Salam est un loser. Il n'est plus un jeune homme et galère entre deux emplois précaires. Il profite de la bienveillance de son oncle pour s'introduire sur le plateau de tournage de la série populaire. Les extraits qu'on nous en propose sont d'une consternante médiocrité. Mais, parfois, c'est à double-sens. Ce qui est diffusé à la télévision fait écho à ce que certains personnages vivent. Parmi les moments drôles, il y a ceux qui voient le néo-scénariste courir après l'inspiration, quitte à recopier un dialogue entendu au café ou à solliciter sa mère au téléphone !
Mais la source de gags la plus "énorme" est cette étrange relation qui va se nouer entre l'officier israélien dirigeant le check-point (entre Jérusalem-Est et Ramallah) et le scénariste.

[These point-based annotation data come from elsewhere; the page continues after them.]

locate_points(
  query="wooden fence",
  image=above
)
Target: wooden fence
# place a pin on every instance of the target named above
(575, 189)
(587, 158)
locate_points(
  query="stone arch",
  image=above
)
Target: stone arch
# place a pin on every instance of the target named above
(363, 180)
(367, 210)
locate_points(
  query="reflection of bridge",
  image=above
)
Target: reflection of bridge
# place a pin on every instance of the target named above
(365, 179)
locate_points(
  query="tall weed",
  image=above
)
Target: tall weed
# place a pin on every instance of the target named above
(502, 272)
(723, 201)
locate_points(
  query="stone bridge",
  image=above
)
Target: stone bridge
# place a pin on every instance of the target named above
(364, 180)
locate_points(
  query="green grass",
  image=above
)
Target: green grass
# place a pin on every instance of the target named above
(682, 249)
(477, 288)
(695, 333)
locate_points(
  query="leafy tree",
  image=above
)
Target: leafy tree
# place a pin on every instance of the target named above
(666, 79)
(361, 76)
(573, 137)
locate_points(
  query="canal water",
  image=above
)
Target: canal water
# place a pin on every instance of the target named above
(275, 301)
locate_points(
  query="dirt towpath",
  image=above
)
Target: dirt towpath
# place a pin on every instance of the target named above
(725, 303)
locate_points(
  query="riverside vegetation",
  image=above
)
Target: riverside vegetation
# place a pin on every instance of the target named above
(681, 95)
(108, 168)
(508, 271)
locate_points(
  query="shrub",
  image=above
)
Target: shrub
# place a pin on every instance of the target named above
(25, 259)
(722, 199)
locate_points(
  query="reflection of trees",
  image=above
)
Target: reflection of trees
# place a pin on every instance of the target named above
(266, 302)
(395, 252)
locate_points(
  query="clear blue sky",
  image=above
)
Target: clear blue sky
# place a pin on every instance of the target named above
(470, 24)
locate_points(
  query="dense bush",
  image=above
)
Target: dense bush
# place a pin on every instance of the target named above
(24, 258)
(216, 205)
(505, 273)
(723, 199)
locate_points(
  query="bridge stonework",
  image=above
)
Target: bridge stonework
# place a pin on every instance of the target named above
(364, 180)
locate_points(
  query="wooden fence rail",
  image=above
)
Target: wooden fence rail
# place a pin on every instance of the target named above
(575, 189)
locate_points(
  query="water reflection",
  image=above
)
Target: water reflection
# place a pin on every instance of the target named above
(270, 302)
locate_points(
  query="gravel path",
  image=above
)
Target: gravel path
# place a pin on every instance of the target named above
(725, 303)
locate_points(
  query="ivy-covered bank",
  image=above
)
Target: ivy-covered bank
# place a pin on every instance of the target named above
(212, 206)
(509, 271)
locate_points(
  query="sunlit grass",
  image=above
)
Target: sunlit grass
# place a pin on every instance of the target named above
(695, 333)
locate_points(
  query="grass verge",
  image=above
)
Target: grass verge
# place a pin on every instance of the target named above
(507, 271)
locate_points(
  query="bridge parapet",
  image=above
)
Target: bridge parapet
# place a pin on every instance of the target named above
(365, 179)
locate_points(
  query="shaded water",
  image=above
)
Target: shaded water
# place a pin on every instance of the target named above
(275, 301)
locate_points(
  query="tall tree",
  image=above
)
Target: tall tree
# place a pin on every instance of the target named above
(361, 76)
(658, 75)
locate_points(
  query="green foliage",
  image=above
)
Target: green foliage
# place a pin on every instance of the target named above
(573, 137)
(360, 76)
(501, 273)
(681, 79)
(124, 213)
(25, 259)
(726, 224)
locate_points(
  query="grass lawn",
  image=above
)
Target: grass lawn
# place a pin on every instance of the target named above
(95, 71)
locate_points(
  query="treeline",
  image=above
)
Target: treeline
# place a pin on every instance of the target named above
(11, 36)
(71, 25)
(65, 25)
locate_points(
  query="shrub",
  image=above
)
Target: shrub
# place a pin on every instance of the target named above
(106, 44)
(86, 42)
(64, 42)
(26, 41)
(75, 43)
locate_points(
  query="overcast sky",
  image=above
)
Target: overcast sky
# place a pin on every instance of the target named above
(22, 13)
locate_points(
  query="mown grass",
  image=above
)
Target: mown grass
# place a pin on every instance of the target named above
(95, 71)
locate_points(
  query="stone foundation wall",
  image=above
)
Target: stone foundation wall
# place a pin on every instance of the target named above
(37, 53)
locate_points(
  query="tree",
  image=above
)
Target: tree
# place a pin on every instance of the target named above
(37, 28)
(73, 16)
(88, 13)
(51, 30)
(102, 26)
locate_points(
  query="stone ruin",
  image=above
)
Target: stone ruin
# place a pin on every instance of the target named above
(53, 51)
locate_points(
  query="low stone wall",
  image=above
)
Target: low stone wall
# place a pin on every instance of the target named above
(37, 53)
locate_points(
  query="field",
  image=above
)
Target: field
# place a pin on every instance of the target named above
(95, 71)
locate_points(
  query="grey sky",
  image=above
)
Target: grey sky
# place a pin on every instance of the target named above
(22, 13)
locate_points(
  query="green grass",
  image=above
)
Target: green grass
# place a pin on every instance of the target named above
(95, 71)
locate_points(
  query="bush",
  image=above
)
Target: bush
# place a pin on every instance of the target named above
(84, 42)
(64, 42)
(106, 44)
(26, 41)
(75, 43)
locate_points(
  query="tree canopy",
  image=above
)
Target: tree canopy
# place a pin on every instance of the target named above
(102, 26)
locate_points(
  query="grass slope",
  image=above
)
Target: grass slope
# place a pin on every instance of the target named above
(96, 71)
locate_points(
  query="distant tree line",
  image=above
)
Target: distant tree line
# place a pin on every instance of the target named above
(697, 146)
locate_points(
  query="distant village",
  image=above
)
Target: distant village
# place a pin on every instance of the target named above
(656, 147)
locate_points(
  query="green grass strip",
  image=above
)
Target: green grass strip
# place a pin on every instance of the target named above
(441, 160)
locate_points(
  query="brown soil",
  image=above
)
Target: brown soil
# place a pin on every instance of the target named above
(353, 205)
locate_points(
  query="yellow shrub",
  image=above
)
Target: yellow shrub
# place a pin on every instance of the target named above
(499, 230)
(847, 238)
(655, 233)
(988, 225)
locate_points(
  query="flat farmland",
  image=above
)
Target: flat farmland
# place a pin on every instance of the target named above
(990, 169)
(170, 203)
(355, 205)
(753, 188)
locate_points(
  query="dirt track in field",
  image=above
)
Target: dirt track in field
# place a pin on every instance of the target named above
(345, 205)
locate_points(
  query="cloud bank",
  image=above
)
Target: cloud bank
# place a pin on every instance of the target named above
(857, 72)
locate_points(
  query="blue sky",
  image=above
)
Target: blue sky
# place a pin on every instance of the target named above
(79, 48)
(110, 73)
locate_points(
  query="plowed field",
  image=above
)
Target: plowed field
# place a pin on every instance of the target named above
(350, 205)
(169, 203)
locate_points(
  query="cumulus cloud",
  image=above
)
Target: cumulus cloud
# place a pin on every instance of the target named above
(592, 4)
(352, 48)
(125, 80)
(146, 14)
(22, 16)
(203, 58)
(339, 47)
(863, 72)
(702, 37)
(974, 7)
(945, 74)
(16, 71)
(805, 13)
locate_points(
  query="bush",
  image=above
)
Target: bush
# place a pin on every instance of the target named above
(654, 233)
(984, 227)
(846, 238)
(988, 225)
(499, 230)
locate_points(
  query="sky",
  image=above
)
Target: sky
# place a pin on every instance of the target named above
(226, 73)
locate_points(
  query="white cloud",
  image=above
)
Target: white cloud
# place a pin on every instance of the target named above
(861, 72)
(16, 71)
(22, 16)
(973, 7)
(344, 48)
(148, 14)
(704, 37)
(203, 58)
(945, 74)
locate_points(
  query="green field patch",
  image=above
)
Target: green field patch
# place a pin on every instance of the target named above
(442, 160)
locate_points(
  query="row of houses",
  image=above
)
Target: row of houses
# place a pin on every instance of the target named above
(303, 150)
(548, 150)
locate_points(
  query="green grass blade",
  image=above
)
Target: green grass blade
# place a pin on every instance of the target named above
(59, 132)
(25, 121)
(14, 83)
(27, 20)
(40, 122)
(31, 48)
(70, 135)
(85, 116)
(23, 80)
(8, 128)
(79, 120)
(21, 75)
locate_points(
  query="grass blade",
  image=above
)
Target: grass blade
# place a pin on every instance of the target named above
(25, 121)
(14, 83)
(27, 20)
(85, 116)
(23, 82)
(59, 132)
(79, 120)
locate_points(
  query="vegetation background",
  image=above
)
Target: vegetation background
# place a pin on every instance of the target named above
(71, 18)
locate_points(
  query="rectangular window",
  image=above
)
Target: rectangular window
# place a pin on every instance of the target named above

C'est réussi notamment grâce au talent de Yaniv Biton, qui incarne à la perfection un militaire un peu beauf, mais ayant le sens du concret. A son contact, Salam va progresser, au point, à la fin de l'histoire, de pouvoir presque se passer de toutes les personnes ressources qu'il aura sollicitées.
Pour faire une bonne histoire orientale, il faut un amour contrarié. Ce sera celui de Salam pour Mariam, son ex-petite amie, la fille de l'épicier de son quartier, qu'il redécouvre devenue médecin... et femme extrêmement séduisante. Même si leur relation n'est pas aussi tendue que celle de l'espionne palestinienne et de l'officier israélien du feuilleton, elle va connaître quelques rebondissements.
C'est un film malin, pétillant, pas idiot sur le fond, qui trouve le moyen de s'achever sur un coup de théâtre particulièrement cocasse. A découvrir !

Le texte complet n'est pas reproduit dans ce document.